Pedrolino / Pédrolino (Pedrolin) Valet rêveur et mélancolique, vêtu de blanc et au visage enfariné. Son nom évolue légèrement selon les pays et les langues. Amoureux de Colombine sans être aimé en retour, il incarne la douceur et la tristesse. Il est l’ancêtre direct du Pierrot français.


Scapino / Scapin Valet vif, ingénieux et maître des ruses. Son nom se francise rapidement, illustrant l’adaptation de la commedia au théâtre français. Toujours en mouvement, il adore les fourberies et sait disparaître lorsque la situation devient dangereuse.


Pulcinella / Polichinelle (Punch, Kasper, Guignol – dérivés européens) Personnage grotesque originaire de Naples. Ses nombreuses variantes témoignent de sa diffusion dans toute l’Europe. Reconnaissable à son masque noir et à ses bosses, il est glouton, bagarreur et imprévisible, oscillant entre bêtise et ruse.

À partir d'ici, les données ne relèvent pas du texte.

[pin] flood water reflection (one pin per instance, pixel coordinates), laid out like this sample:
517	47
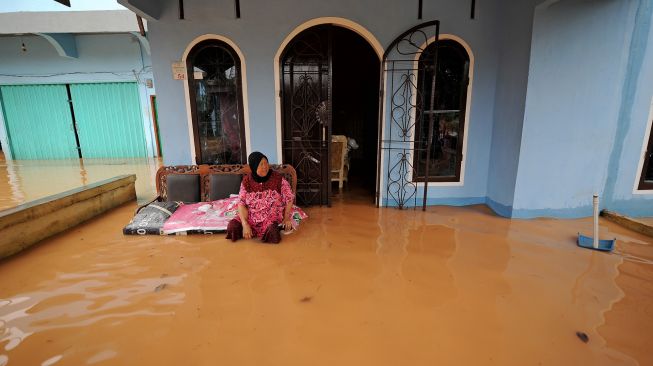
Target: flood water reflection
26	180
355	285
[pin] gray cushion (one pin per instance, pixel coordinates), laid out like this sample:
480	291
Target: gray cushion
150	219
183	187
222	185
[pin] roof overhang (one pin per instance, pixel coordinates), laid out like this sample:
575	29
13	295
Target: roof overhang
100	21
150	10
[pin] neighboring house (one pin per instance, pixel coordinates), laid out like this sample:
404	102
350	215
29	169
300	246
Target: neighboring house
75	84
536	105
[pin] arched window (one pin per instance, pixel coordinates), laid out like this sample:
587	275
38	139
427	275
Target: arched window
446	110
215	89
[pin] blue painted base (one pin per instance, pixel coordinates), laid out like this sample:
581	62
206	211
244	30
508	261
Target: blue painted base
638	208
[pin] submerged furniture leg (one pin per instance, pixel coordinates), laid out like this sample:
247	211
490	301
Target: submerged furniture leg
595	204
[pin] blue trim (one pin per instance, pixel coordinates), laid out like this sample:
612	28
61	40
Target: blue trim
642	207
633	208
499	208
559	213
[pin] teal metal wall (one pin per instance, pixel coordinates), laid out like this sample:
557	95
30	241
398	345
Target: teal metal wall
38	122
109	120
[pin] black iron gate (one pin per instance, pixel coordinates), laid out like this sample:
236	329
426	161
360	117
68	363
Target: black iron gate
411	75
306	110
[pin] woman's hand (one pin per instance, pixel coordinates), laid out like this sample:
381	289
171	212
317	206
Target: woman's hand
247	230
287	224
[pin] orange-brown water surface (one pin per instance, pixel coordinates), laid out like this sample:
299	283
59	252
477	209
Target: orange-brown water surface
26	180
355	285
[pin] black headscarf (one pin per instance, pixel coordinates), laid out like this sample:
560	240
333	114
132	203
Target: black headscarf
254	160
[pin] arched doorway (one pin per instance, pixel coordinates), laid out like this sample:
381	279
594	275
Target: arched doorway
330	88
216	103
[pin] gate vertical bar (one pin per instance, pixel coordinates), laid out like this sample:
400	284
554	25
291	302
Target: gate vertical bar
429	136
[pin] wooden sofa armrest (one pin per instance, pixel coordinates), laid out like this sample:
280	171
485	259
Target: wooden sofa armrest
162	177
139	208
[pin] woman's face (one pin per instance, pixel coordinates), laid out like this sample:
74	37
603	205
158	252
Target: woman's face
263	168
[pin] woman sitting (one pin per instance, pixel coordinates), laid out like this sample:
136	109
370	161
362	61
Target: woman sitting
266	201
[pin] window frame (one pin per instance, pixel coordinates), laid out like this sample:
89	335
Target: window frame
463	116
192	54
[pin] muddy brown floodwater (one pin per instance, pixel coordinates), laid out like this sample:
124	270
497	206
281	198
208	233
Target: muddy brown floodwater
354	286
26	180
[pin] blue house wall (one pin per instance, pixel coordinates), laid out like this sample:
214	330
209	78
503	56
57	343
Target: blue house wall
587	107
559	105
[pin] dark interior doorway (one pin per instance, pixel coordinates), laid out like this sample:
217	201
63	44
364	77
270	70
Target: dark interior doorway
330	91
355	107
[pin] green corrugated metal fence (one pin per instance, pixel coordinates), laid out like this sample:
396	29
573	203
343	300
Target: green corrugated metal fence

Pierrot (héritier direct de Pédrolino) Personnage spécifiquement français, issu de l’évolution de Pédrolino. Son identité se fixe en France, où il devient une figure autonome. Silencieux, poétique et mélancolique, vêtu de blanc, il incarne l’amour malheureux et la solitude.


Arlequin, Zanni et Pantalon

Arlequin, Zanni et Pantalon : silhouettes fondatrices de la commedia dell’arte

Les trois personnages : Harlequin. Zany Corneto. Il Segnor Pantalon.

Traduction en français moderne, en restant fidèle au ton et à l’esprit du texte :

Harlequin :
Oh, la belle chanson ! Pantalon, chantons bien.
Si vous voulez réjouir votre belle maîtresse,
c’est le moyen le plus sûr pour finir par la conquérir :
il vaut mieux être musicien que muet comme un chien.

Zany Corneto :
Accordons-nous tous les trois, proprement et avec soin,
afin de pouvoir l’endormir au doux son de ma lyre.
Même si, comme vous, je n’ai jamais appris à lire,
je ne manquerai pas de jouer vaillamment.

Il Signor Pantalon :
Courage, mes amis, je chanterai la voix principale
de ce joyeux trio composé pour madame.
La douceur de ma voix lui pénétrera l’âme,
et mes passages ne seront ni tordus ni maladroits.


Polichinelle et grotesques

Polichinelle et grotesques.  1823. Paris Bibliothèque publique de New York Image d'Antoine Jean-Baptiste Thomas. L'estampe, intitulée Polichinelle et grotesques, représente la figure de la commedia dell'arte Polichinelle ou Pulcinella, coiffée d'une casquette à visière et d'un demi-masque noir, les deux bras levés, regardant un couple danser au centre. Deux acrobates masculins se produisent de chaque côté.